Entre los proyectos destacados de inversión china en Argentina se encuentran el financiamiento de parques solares, proyectos eólicos, la remodelación de ferrocarriles, la presencia en proyectos de litio y el sector hidrocarburífero, y la construcción de represas en el río Santa Cruz. Las inversiones de este último proyecto, por ejemplo, generan preocupaciones debido a las vulneraciones ambientales y sociales que han ocasionado y pueden ocasionar, como la afectación de glaciares y especies en peligro de extinción, la falta de acceso a la información y a una consulta libre, previa e informada que les corresponde a las comunidades indígenas y que ya dista de ser previa al inicio de la obra.

Además de la inversión, China también ha establecido acuerdos financieros con Argentina, como el swap de monedas entre los bancos centrales de ambos países y es receptor de préstamos del China Development Bank y el China Export-Import Bank. Argentina, además, es uno de los seis países miembros del Banco Asiático de Infraestructura e Inversión, liderado por el país oriental. La posición de China como socio comercial y financista de Argentina le permite hacer uso de esas asimetrías al negociar con el país y obtener mejores condiciones de acceso a recursos primario-extractivos, que en muchas ocasiones implican la flexibilización de normativa ambiental de nuestro país.

Por otro lado, es importante destacar que esta relación entre China y Argentina se produce en el marco de una disputa geopolítica entre China y Estados Unidos.

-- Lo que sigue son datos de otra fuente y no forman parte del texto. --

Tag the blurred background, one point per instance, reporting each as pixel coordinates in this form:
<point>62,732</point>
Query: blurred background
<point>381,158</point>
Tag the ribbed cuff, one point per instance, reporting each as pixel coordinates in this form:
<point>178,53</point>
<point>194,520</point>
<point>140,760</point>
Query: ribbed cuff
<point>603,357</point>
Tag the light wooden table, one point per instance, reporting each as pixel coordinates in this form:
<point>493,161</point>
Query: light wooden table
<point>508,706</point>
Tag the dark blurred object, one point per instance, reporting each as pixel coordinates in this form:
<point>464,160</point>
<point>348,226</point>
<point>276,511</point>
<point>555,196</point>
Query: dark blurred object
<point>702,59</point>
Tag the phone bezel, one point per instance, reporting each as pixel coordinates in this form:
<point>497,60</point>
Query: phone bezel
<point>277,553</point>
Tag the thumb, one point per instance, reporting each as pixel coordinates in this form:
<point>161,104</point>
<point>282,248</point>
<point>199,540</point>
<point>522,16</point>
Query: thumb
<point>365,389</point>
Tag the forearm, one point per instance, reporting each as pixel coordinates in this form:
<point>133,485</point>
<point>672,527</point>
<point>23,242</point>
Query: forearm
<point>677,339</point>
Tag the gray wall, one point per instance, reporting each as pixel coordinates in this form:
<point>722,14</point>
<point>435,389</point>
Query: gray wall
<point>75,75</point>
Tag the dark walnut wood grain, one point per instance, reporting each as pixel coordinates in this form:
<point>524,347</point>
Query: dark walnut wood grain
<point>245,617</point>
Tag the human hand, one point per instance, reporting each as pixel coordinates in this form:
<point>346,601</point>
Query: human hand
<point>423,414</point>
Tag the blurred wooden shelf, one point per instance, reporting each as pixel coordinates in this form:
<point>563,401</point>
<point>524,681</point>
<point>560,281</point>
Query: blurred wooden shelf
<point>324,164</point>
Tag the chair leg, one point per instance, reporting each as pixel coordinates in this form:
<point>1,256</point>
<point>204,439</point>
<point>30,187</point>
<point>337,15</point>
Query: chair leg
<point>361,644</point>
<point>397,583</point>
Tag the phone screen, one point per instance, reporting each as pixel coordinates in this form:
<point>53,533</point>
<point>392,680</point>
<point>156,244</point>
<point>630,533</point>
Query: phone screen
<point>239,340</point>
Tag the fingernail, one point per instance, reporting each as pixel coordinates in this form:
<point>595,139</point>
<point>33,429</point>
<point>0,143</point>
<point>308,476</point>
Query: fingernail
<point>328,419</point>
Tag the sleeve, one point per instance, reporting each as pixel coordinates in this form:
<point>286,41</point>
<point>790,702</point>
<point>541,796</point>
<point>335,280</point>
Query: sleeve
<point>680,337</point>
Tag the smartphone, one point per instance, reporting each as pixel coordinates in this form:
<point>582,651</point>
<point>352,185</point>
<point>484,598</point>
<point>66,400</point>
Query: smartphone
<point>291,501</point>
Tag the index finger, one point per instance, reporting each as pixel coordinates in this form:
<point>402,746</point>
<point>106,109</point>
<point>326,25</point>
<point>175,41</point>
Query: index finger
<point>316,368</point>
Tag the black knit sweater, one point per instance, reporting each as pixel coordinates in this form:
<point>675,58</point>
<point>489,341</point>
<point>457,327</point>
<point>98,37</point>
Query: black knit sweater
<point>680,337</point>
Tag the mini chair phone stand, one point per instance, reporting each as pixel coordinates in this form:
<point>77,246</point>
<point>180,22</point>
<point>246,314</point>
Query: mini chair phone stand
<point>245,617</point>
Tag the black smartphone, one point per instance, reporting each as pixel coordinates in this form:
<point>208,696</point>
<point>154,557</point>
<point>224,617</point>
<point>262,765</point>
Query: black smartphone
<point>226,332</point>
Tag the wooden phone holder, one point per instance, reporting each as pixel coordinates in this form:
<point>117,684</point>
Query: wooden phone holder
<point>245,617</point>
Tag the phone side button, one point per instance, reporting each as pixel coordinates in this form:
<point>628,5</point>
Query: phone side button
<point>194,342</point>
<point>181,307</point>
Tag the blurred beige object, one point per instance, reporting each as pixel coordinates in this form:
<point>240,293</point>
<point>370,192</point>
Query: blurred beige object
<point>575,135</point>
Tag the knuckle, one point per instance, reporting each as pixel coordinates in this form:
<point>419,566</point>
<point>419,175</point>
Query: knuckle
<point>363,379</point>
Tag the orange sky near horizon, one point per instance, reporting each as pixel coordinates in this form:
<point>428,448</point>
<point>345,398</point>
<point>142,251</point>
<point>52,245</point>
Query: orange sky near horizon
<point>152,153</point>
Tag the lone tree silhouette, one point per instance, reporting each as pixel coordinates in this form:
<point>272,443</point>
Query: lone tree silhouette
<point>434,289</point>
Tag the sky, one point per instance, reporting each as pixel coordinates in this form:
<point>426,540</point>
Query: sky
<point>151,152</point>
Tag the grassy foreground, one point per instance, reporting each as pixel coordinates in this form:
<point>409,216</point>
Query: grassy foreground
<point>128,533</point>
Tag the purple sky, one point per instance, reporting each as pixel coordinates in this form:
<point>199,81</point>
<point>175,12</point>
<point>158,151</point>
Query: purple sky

Estados Unidos ha condicionado su relación comercial y apoyo a la Argentina al interior del FMI con la restricción o límite a la expansión de China en proyectos que se consideran estratégicos en materia energética (especialmente el desarrollo de la que resultaría la cuarta central nuclear de la Argentina).

Pero, ¿en qué medida se considera la agenda socioambiental en esta visita? ¿Se ha considerado siquiera que la celeridad con la que se efectúan estas negociaciones y el foco en la llegada de financiamiento e inversiones vulnera los tiempos de consulta a comunidades y debida circulación de información socioambiental en el debate público?

Un ejemplo nítido que expone cómo la urgencia por conseguir divisas pospone una adecuada planificación de políticas ambientales es la preponderancia de las reuniones con firmas abocadas a la extracción de litio a fines de acelerar de manera simultánea un número muy importante de proyectos, sin tener en cuenta los impactos acumulativos y sinérgicos que tendrán, como el stress hídrico en zonas sumamente áridas en las cuales dicha actividad ya está generando efectos sobre las vegas y cursos de agua que perjudican a la población.

Entonces, lo que termina sucediendo es que el control del tipo de cambio marca los tiempos políticos. La avidez de divisas para evitar nuevas devaluaciones -a costa de profundizar un perfil primario-extractivo- parece ser la única política de Estado que sobrevive a los cambios de signo político y sobre la cual habría un consenso entre las principales fuerzas.

A pesar de que Argentina elaboró su Plan Nacional de Adaptación y Mitigación al Cambio Climático e intenta avanzar en la implementación del Acuerdo de Escazú, centrado en el acceso a la información ambiental y la participación, las necesidades políticas de corto plazo parecen comprometer e hipotecar el derecho de la población a un ambiente sano y dejar de lado las necesidades de planificación que tienen las políticas energéticas y ambientales, agendas que parecen totalmente ajenas a la visita del ministro Massa a China.